Not much else has changed about the production over the years, either.

There have been live animals since the start, but now they come from a petting zoo in Springville that delivers and takes them home each night. A few years ago, a camel was added to the mix.

The biggest change to the production came in 2002 when the church built a new education wing onto its building. Plans for the location of the new space happened to be on the hill where the nativity had always taken place. 

“When we went to the City Council to add onto the building, neighbors said they wanted to make sure we still had the nativity,” Willis said.

With popular demand from the community, for the past decade it has been held in the church’s lower parking lot instead, where there is not a built-in hill to create the illusion of flying angels.

But they still sing from on high.

This year’s Living Nativity will be held Dec. 21-23 at 6:45, 7:30 and 8:15 p.m. each night in the lower parking lot at the church. As always, hot chocolate, cider and cookies will be served.


The day the cow got loose

A Living Nativity memory 

By Hoyt R. Wilson

Amid snarled traffic and horn blowing, people stood beside their cars and laughed. The scene set the stage for record attendance at our first Christmas pageant in 1963.

Mountain Brook Baptist wanted to stage a living nativity as a Christmas gift to our community. Our associate deacons constructed a stable and filled it with sheep, a donkey and a cow. They enlisted brightly robed wise men, shepherds, angels and main actors to recreate with music and narration the ageless story of the birth of Christ.

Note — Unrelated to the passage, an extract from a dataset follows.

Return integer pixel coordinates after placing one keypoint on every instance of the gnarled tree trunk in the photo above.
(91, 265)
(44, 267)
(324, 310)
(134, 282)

Other animals seemed OK, but the cow was not too happy. She continued to moo and kick her stable stall then was ignored after she was fed. The cow, however, continued in distress.

One hour later, a frantic phone call to the church office reported a cow wandering around the busy intersection in front of Crestline School. Bryant Strain, our associate pastor fresh out of seminary, was dispatched to the scene. After several attempts, Strain was able to tie a rope around the cow’s neck and tried to lead it back to the stable. She wouldn’t move.

Then he tried to lead her up a ramp into a pickup truck that was passing by. Things got worse! The cow stepped on the truck driver’s foot and sent him to the hospital. By now, the crowd was cheering for the cow.

Using his recent training in theological problem solving, Strain called the farmer who owned the cow and discovered that the cow was carried off without her young calf. Now it all made sense. Momma cow wanted to get to her baby.

The whole affair was solved when cow and calf were reunited, and both had starring roles in the Christmas pageant. The story of the escaped cow spread quickly through the community, which guaranteed a record attendance for the pageant. Our church became known as, “Oh, that’s the church with the animals at Christmas.” 

No more escaped animals, but even now we attempt to share the good news of Christmas in every way possible!